Snakemake tutorial : free falling particle
The computation
We'll study the equation for the velocity of a free falling particle with viscous friction, in adimensional form:
\frac{\mathrm d v}{\mathrm dt} = 1 - \eta v,\qquad v(0) = 0
We will vary the physical parameter \eta, the time step \Delta t for the
numerical integration scheme and the number of time steps.
The following function solves the ODE numerically:
import numpy as np
def solve_free_fall(eta, dt, total_time):
"""
Solve free fall equation with centered FD scheme.
Returns time and velocity values as Numpy arrays.
"""
Nsteps = int(total_time / dt)
v = np.zeros(Nsteps)
dv = 1
for i in range(Nsteps-1):
vpred = v[i] + dt / 2 * dv
dv = (1 - eta * vpred) / (1 + eta * dt / 2)
v[i+1] = vpred + dt / 2 * dv
return np.vstack((np.arange(Nsteps) * dt, v))
It returns a single array where the first line is time and the second line is velocity.
Save the above function in a simulation.py file.
Steps
We want to do three things for our tutorial study:
- For any value of
eta,dtandtotal_time, run the computation and save the output data (we'll call it the simulation step) - For any computation, plot the velocity as function of time and save the plot file (the plot step)
- For a chosen range of
eta, plot the terminal velocity as a function ofeta(the aggregation step)
Each of these three things constitutes a workflow step, which means we define a rule for each. Each will also have its own script.

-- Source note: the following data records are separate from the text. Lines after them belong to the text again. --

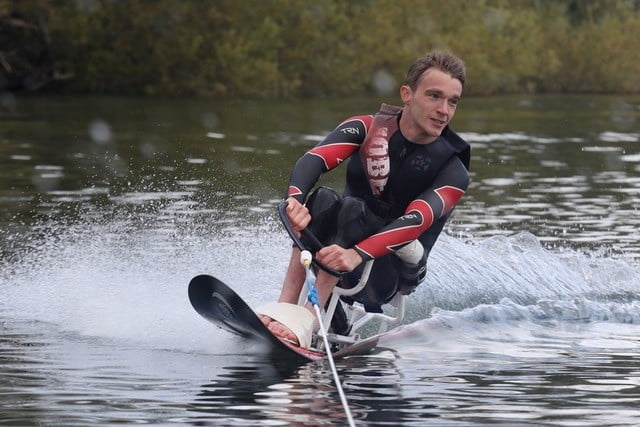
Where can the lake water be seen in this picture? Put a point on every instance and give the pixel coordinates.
(108, 206)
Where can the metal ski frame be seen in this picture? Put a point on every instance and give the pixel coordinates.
(357, 316)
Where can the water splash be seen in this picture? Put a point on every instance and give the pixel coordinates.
(126, 279)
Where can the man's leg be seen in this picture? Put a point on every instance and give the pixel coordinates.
(294, 278)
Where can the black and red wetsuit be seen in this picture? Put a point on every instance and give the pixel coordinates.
(425, 182)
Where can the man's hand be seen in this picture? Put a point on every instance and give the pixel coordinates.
(339, 258)
(298, 214)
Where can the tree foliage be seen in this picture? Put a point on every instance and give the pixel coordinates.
(292, 48)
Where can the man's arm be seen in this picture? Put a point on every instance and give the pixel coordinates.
(431, 205)
(341, 143)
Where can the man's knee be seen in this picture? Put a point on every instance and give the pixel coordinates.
(355, 222)
(324, 205)
(412, 267)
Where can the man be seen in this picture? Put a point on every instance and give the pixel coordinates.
(407, 170)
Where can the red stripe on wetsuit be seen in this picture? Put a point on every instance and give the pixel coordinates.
(338, 145)
(418, 217)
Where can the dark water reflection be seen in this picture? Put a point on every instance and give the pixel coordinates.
(564, 168)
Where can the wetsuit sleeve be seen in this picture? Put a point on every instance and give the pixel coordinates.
(341, 143)
(430, 208)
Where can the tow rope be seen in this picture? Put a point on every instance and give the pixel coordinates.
(305, 259)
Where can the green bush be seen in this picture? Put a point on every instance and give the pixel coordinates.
(294, 48)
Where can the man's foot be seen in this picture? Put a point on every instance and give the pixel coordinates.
(279, 330)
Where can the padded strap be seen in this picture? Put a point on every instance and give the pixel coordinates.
(295, 317)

Since the first two steps do not specify which values are used for eta, dt
and total_time, these three parameters will be wildcards, i.e. values that
will be specified by the user when an output is requested (e.g. the user wants
the time-velocity plot for eta=0.1, dt=1e-3, total_time=20).
Rules
Snakemake rules (defined in a Snakefile text file) typically define three
things for a step:
- The input files (optional)
- The output files
- What needs to be executed to generate the output (e.g. a script or shell command)
The first simulation step does not require any input other than the wildcard
parameter values, so we can write its rule in the Snakefile as:
rule simulation:
output:
"free_fall,eta={eta},dt={dt},total_time={total_time}.txt"
script:
"simulation.py"
Here the output file is defined as
"free_fall,eta={eta},dt={dt},total_time={total_time}.txt". The {...} syntax
indicates a wildcard parameter (here eta, total_time and dt), but the
rest of the output path is free (e.g. the eta= part could be omitted).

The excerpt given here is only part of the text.